By Kelly Kwon, Data Analyst, Polaris Marketing Research

Segmentation (Cluster Analysis)

Segmentation analysis is a statistical technique that researchers use to classify customers who have similar needs or characteristics and who are likely to exhibit similar purchasing or usage behavior. Advance statistical analysis software allows marketing researchers to compare respondents’ answers to a questionnaire, and put them into groups, where members share properties in common. These “clusters” contain actual or potential customers who can be expected to respond in a similar way to a product or a service offering. With the information gained from cluster analysis, companies can customize sales tactics and modify product offering to better address the underlying value propositions that will most likely appeal to a given customer set.

At Polaris, we often use two advance analysis techniques to segment our client’s customers – Maximum Difference Analysis (usually referred to as MaxDiff) and Conjoint. Although MaxDiff shares common techniques with conjoint analysis, it’s easier to use (for respondent, researchers, and end client) and applicable to a broader variety of research situations. However, MaxDiff is not a substitute for a conjoint, as conjoint offers unique benefits for studying products or services made up of complex features added together.

MaxDiff

The goal of MaxDiff analysis is to assess which attributes are the most important for respondents. The advantage of Max-Diff analysis is the forced nature of the question.
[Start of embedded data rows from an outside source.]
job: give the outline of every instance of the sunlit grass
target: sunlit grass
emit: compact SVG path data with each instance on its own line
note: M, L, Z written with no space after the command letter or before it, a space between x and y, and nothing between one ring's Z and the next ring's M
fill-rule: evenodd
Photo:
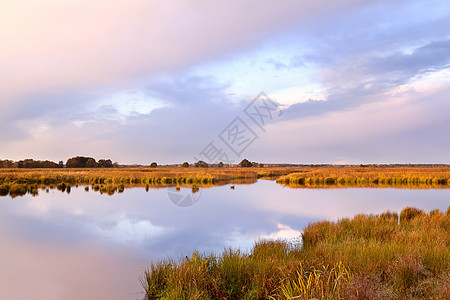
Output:
M152 263L148 299L449 299L450 207L308 225L302 243Z

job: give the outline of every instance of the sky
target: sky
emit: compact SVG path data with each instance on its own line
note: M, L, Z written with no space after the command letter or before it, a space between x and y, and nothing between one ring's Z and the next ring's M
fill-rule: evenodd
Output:
M2 0L0 159L450 163L450 3Z

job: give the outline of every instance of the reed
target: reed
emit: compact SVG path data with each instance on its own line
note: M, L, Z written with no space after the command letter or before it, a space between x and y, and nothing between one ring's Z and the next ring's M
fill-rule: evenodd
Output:
M250 253L159 261L142 283L147 299L449 299L450 216L400 216L321 221L301 244L263 240Z

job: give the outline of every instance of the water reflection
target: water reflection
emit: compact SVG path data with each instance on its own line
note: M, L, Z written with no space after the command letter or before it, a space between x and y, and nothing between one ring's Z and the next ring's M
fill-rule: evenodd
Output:
M151 259L194 249L249 248L261 237L296 237L309 222L405 206L446 210L450 190L291 189L273 181L200 187L192 193L145 187L113 196L71 187L0 197L0 290L5 299L142 299L138 277Z

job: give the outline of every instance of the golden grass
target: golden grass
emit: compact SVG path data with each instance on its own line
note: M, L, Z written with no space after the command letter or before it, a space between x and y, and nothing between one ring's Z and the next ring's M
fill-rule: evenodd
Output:
M450 207L310 224L302 245L257 242L152 263L147 299L449 299Z
M291 187L449 187L450 168L322 167L295 170L277 182Z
For example, we ask respondents to pick one attribute that’s most important and one that’s least important from a group of four attributes.

MaxDiff Chart

Due to variety of different possible combinations, this question will be repeated nine times with random four choices from a list of 12. With advance statistical software, such as Sawtooth, we can categorize an individual based on what is important to them. With the above MaxDiff question for example, we can categorize a respondent in one of two segments – those who are “knowledge” focused and those who are “convenience” focused.

Segment Pie Chart

Also, by labeling the database as segment 1 or 2, we can easily run crosstabulation and explore how differently or similarly the segments answered other questions in the survey.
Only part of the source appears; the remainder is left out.